A Probabilistic Lifestyle-Based Trajectory Model for Social Strength Inference from Human Trajectory Data

With the pervasiveness of location-based social networks, it becomes increasingly important to consider the social characteristics of locations shared among persons. Several studies have been proposed to infer social strength by using trajectory similarity. However, these studies have two major shortcomings. First, they rely on the explicit co-occurrence of check-in locations. In this situation, a user pair of two friends who seldom share common locations or a user pair of two strangers who heavily share common visited locations will receive an unreliable estimation of the real social strength between them. Second, these studies do not consider how the overall trajectory patterns of users change with the varying of living styles. In this article, we propose a probabilistic generative model to mine latent lifestyle-related patterns from human trajectory data for inferring social strength.
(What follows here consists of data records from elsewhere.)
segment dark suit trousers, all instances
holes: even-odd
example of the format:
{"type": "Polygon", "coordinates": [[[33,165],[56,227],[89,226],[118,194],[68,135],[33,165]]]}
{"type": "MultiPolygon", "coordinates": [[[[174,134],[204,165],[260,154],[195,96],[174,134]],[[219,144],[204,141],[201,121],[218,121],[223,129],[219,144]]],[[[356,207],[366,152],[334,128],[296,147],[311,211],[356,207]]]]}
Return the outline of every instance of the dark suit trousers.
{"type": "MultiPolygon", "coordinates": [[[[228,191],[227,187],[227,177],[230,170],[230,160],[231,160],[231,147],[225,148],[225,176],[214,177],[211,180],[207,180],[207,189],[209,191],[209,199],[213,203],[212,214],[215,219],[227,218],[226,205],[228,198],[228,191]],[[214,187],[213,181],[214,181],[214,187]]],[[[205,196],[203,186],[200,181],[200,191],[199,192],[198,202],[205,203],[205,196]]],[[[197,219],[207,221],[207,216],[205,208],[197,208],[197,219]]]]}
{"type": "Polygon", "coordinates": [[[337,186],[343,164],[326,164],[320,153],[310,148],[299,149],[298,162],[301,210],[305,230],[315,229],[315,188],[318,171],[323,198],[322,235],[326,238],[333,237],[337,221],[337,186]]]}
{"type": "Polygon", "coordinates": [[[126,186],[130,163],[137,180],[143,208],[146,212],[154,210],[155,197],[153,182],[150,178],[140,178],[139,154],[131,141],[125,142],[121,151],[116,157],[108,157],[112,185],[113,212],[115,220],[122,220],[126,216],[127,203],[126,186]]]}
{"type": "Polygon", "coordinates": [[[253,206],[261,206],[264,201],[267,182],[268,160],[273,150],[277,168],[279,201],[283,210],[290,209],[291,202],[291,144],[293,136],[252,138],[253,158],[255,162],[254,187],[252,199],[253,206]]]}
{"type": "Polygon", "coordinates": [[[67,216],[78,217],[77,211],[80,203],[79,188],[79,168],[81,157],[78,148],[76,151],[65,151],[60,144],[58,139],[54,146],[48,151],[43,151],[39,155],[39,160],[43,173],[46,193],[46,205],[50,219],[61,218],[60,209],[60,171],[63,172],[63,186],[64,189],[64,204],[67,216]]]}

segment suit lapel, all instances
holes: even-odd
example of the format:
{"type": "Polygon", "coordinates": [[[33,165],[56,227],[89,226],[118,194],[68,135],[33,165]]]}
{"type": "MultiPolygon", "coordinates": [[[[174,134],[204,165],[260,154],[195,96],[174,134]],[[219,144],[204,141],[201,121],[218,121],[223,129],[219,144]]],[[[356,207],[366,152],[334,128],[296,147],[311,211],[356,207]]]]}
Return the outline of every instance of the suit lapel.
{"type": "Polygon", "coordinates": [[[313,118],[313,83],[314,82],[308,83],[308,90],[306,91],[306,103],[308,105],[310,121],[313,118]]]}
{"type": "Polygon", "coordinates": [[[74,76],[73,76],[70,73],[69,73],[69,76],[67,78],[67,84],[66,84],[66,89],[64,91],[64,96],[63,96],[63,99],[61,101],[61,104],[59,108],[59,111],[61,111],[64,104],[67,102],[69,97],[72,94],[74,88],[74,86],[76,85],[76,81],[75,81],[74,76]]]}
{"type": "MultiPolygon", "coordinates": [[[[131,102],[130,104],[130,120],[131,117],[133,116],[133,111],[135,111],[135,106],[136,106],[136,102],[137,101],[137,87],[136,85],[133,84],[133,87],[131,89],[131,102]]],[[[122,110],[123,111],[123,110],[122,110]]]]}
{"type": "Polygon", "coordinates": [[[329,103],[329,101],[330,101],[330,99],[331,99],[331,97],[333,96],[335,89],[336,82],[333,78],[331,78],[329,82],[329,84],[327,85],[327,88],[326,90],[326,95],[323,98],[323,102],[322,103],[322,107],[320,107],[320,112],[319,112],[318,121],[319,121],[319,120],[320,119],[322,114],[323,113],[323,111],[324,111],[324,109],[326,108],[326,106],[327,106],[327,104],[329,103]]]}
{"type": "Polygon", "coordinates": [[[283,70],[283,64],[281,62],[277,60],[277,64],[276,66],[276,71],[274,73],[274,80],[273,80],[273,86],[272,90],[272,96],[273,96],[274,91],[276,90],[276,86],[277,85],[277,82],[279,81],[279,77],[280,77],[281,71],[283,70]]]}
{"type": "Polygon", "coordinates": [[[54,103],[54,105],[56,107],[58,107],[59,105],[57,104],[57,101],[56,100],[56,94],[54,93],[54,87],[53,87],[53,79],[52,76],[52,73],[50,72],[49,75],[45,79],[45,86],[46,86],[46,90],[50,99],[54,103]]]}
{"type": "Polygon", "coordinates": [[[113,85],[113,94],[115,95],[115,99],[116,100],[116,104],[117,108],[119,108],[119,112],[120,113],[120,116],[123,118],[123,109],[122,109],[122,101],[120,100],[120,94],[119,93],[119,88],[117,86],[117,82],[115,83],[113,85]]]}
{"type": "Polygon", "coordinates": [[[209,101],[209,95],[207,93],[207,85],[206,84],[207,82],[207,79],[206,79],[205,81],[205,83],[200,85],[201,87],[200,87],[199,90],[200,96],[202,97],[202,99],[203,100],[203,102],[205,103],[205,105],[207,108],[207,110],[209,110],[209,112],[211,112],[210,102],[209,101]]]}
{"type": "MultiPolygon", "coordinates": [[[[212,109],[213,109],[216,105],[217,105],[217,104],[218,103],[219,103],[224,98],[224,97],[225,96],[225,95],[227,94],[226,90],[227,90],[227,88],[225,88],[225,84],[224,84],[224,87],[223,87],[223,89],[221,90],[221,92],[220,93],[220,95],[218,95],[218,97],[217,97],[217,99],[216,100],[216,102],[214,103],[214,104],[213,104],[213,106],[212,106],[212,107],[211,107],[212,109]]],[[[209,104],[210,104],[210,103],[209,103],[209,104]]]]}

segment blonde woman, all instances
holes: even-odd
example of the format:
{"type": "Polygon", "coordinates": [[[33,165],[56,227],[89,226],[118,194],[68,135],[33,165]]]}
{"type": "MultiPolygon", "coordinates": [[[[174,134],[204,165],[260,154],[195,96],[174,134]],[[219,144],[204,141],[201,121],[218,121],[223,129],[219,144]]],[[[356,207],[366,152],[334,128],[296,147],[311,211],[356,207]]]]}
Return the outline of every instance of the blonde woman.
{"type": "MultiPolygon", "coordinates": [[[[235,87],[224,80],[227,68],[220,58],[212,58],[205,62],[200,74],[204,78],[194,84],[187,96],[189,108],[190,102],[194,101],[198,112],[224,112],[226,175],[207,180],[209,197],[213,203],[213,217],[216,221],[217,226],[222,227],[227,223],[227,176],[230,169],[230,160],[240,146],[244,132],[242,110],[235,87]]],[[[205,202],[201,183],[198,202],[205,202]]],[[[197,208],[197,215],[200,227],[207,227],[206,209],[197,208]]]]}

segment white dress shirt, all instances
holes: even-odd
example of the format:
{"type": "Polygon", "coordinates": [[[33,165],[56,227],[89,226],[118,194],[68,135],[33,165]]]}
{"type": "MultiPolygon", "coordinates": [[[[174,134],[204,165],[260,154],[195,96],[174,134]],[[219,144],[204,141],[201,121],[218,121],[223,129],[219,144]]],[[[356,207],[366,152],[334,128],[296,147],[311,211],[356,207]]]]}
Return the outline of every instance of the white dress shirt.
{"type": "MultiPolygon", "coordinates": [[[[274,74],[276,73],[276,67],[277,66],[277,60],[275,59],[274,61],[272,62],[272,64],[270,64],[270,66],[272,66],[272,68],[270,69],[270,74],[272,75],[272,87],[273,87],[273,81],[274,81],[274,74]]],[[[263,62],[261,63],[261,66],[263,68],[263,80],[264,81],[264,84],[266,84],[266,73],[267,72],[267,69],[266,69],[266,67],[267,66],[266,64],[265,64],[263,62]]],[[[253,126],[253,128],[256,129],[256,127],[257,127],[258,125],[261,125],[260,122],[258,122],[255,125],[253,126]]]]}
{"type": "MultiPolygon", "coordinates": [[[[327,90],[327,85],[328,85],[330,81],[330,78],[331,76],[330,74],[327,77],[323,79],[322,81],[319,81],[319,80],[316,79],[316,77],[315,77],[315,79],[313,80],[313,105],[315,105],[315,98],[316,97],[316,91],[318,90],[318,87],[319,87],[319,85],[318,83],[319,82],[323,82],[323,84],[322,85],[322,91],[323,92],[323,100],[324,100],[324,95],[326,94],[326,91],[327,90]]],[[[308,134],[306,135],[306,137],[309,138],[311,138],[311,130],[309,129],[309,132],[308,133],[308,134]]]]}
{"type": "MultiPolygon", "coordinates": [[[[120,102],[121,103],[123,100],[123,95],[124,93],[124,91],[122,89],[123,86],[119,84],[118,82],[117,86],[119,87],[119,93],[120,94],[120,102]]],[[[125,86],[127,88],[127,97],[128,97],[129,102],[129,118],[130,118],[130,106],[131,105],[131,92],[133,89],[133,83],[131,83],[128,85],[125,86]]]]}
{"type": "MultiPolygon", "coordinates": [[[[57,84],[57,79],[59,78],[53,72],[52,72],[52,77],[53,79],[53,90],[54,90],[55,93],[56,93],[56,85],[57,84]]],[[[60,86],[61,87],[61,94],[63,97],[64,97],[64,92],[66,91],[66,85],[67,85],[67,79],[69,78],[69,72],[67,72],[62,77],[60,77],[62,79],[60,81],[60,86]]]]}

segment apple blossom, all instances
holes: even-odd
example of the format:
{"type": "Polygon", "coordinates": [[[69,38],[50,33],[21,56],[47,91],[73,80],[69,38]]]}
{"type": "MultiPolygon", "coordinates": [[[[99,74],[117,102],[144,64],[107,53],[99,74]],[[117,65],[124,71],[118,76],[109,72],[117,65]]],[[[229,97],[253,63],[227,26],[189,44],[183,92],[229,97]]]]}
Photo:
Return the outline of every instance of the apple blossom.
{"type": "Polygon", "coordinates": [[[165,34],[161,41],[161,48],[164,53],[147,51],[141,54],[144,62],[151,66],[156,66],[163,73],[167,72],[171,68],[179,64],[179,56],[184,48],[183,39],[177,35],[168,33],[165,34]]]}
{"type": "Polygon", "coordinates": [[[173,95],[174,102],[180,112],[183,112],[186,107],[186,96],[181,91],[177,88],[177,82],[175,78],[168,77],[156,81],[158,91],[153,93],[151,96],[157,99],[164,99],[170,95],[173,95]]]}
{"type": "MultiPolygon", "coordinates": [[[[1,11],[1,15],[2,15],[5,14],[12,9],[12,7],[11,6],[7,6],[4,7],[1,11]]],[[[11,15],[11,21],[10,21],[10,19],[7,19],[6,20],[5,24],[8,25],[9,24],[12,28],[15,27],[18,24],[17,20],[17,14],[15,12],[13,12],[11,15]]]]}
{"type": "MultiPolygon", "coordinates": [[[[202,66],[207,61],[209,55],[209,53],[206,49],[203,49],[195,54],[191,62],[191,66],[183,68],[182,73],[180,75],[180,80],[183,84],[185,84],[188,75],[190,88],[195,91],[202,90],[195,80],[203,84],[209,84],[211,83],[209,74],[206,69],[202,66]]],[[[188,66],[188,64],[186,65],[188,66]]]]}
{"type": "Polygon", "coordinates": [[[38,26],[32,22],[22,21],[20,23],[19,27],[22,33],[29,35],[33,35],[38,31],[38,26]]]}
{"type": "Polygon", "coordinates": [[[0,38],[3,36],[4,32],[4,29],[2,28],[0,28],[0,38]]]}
It can automatically learn functionality topics consisting of locations with similar service functions and transition probabilities over the set of functionality topics. Furthermore, a lifestyle is modeled as a unique transition probability matrix over the set of functionality topics. A user has a preference distribution over the set of lifestyles, and he or she is able to select over multiple lifestyles to adapt to different living contexts. The learned lifestyle-related patterns are subsequently used as features in a supervised learner for both strength estimation and link prediction. We conduct extensive experiments to evaluate the performance of the proposed method on two real-world datasets. The experimental results demonstrate the effectiveness of our proposed method.